On the eve of May 14, 1948, as the British readied to evacuate Palestine and David Ben-Gurion prepared to announce the creation of an independent Jewish state, Harel was alone among Shai intelligence agents in predicting that the Arab Legion would attack the moment the founding of Israel was declared. It was not a mere suspicion. He had personally carried a message to Ben-Gurion from an informant who had just returned from Jordan: "Abdullah is going to war—that's certain. The tanks are ready to go. The Arab Legion will attack tomorrow." Ben-Gurion sent several army units to establish a defense, thwarting the surprise attack. Harel had attracted the Israeli leader's attention.
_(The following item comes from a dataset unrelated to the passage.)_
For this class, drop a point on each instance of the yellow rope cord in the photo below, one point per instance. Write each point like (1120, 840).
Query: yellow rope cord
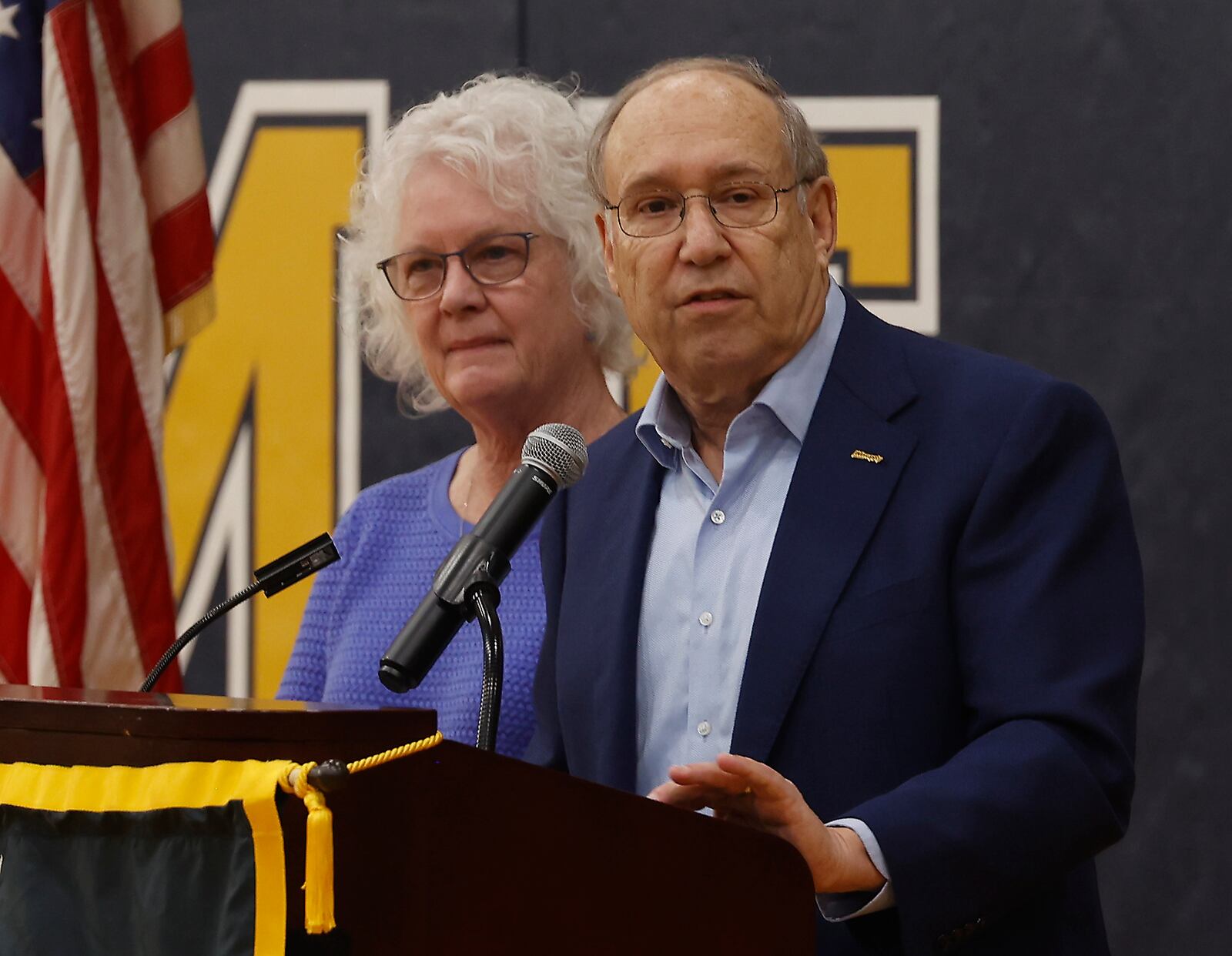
(367, 763)
(320, 851)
Two months later, while Israel was still in the midst of war, Harel joined the other four section heads at Shai headquarters on Ben Yehuda Street to reorganize Israeli intelligence and espionage operations. He was selected to run the Shin Bet, the internal security service, one of the three new divisions. In this role, he won the further notice of Ben-Gurion by breaking up the violent Jewish extremist groups for good. However, Harel's most important job was counterespionage, and he soon became an expert in rooting out Arab and Russian spies. In 1952, this skill proved essential when he took over the Mossad. The Institute for Coordination had been formed only twelve months before to resolve the disarray caused by different, often competing, divisions of the secret service with spying missions abroad. The Mossad's first leader proved incapable of managing the organization, a point that the forty-year-old Harel made bluntly to him: "You ought to re-sign." His first day on the job, Harel met with his beleaguered staff of twelve, who operated out of three small rooms, and said, "The past is over. There will be no more mistakes. We will go forward together. We talk to no one except ourselves." The hunter of spies, who had capitalized on the sloppy and cavalier methods of his targets, was now the master of spies as well, and he brought a disciplined, relentless approach to both roles.

Over the next few years, Harel battled foreign spies and Arab saboteurs in his role as chief of the Shin Bet, while also developing the Mossad by bringing in some of the best agents from the internal security service. He sent Israeli spies to infiltrate other countries throughout the world and established a significant relationship with the CIA. During the 1956 Suez War with Egypt, he used the intelligence he gathered to support the Israeli forces in their attacks, and he also engineered a disinformation campaign that kept the Egyptians from attacking defenseless Israeli cities. He managed a massive illegal immigration of Moroccan Jews during the same period and scored a coup by securing a copy of a secret speech by Nikita Khrushchev, delivered at the Soviet Communist Party Congress, that criticized the brutal regime of Stalin and signaled a softening of Soviet policy. Although the Mossad was still a small, fledgling agency, it was gaining a reputation as an effective, formidable force in intelligence. With his successes at the Shin Bet and Mossad, Harel soon became known as the
Memuneh,
"the one in charge," of Israeli intelligence, answerable only to the prime minister.